I've plunged into online life, blogging, tweeting, and posting on Facebook.  Could easily be that.  This story occurred to me here not there, although the people in it belong there not here.  Sounds vaguely plausible.  But . . . there have always been distractions - estate agents' websites with virtual tours, Pet Rescue, Youtube - and I wrote DG2 in Ohio. 

So who knows?  Maybe this story is a turkey.  Maybe I should scrap it.  Maybe I've exhausted whatever it is I've been drawing on and I need to get a job now.  I'm still writing; don't get me wrong.  But usually by this stage of the game it feels as if some thermals have lifted the weight of the story off my shoulders and I'm just along for the ride.  This time it's like shovelling setting concrete just a bit too slowly so that it gets harder and harder as you go.

To turn to happier areas of life, then.  This month I've been reading Bird Cloud by Annie Proulx (house-doing-up comfort/schadenfreude), The Odds by Kathleen George (best family of kids since Noel Streatfield, with the social grit of The Wire) and Defending Jacob by William Landay (wow), and am now reading The Tommyknockers by Mr W. Block himself, Stephen King.  Book of the Month for July is going to be a tough choice.

And in the garden, all is well and all is well and all manner of things are well.  My only disasters so far this year are the chick peas.  Out of a row of fifteen, two plants are alive and they're looking pretty dodgy.

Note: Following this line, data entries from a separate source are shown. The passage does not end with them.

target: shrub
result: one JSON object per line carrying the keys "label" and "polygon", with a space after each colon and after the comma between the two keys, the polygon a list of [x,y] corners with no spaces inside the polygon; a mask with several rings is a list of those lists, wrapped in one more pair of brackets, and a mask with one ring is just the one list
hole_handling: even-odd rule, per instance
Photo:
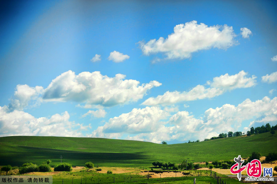
{"label": "shrub", "polygon": [[22,166],[19,168],[19,172],[21,174],[23,174],[32,172],[38,172],[39,170],[38,166],[30,162],[22,164]]}
{"label": "shrub", "polygon": [[42,164],[38,166],[38,169],[39,172],[51,172],[51,167],[49,165],[45,164]]}
{"label": "shrub", "polygon": [[107,171],[107,174],[113,174],[113,172],[112,171],[110,170],[108,170],[108,171]]}
{"label": "shrub", "polygon": [[213,161],[212,162],[212,164],[214,166],[217,166],[217,164],[218,164],[218,162],[217,161]]}
{"label": "shrub", "polygon": [[266,162],[271,162],[277,160],[277,153],[270,153],[266,156],[265,161]]}
{"label": "shrub", "polygon": [[190,162],[187,163],[187,169],[188,170],[192,169],[193,168],[193,163],[192,162]]}
{"label": "shrub", "polygon": [[228,169],[229,164],[226,162],[223,162],[221,164],[221,166],[222,167],[222,169]]}
{"label": "shrub", "polygon": [[91,162],[87,162],[85,164],[88,168],[93,168],[93,167],[94,166],[94,164]]}
{"label": "shrub", "polygon": [[200,164],[199,163],[196,164],[194,165],[194,168],[195,169],[197,169],[200,167]]}
{"label": "shrub", "polygon": [[55,166],[54,171],[71,171],[72,166],[69,163],[60,163]]}
{"label": "shrub", "polygon": [[8,172],[11,169],[11,166],[10,165],[7,166],[5,166],[2,167],[1,168],[1,170],[2,171],[5,171],[6,172],[6,175],[8,174]]}

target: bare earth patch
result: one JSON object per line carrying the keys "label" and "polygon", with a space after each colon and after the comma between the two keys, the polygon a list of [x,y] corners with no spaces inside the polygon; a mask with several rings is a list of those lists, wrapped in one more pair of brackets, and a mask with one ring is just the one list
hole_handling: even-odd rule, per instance
{"label": "bare earth patch", "polygon": [[[147,175],[148,174],[148,173],[147,172],[144,172],[142,171],[141,172],[138,173],[140,175]],[[161,173],[155,173],[152,172],[149,172],[149,175],[150,176],[151,178],[160,178],[161,177],[162,178],[163,178],[167,177],[182,177],[184,176],[186,176],[183,174],[182,172],[174,172],[173,171],[167,171],[166,172],[163,172]]]}
{"label": "bare earth patch", "polygon": [[[96,171],[96,169],[101,169],[102,170],[99,171]],[[90,170],[95,170],[99,173],[106,173],[108,170],[111,170],[113,173],[119,174],[121,173],[126,173],[136,171],[140,171],[141,170],[137,169],[130,168],[115,167],[99,167],[98,168],[95,167],[90,169]]]}
{"label": "bare earth patch", "polygon": [[[275,166],[277,166],[277,163],[276,163],[276,162],[273,162],[271,163],[262,163],[262,169],[263,169],[263,167],[266,167],[266,168],[269,168],[269,167],[272,167],[273,169],[274,169],[274,167]],[[208,168],[207,167],[203,167],[203,168],[200,168],[200,169],[197,169],[197,170],[209,170],[210,169]],[[218,168],[213,169],[212,170],[214,172],[216,172],[217,173],[222,174],[232,174],[232,173],[231,173],[231,172],[230,171],[230,169],[219,169]],[[242,173],[242,174],[243,175],[247,175],[247,169],[245,169],[243,171]],[[272,171],[274,173],[275,173],[275,174],[277,173],[276,171],[272,170]]]}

And at least I can't ever get gardener's block.  In fact, my devotion to the garden is boundless: I just drank a full half-pint of dark purple spinach water.   Here's what happened.  The beetroots needed to be thinned and couldn't wait.  Dinner tonight is being brought to us courtesy of the courgette glut and no way to incorporate a wheelbarrowful of leaf beet thinnings.  So I cooked them all up and froze them all down.  And just before  freezing comes squeezing.  And so there was half a pint of spinach juice and I thought of stock and soup and even of pouring it away, but spirit of Granny Greta McPherson moved across the kitchen and  . . . now I have the strength of Popeye and won't need any more iron for days.

1 comment:

  1. What if you write a long, rambling, sometimes boring diatribe about a single day? What would we call that? :) I never liked science fiction and then I realized I hadn't read any good science fiction and I'd missed the point (do you think it's important my bratty brother liked science fiction?). The I read science fiction again and found out I really just don't like it -- I don't like Indian food either -- I've had Indian food in India made by Indians and I just don't like it so I wish people would quite telling me "just try it!" The important thing is that I LOVE some essays I've read by science fiction writers, just don't have it in me to appreciate science fiction. I think it's scary. Whatever the reason, I know it's MY issue and not a problem with science fiction! Lots of perfectly reasonable people enjoy it -- in addition to my bratty little brother! But I do like a good story and I'm being good and watching a science fiction TV program my husband likes and I'm doing better at getting the point and not being intimidated by the mechanical stuff.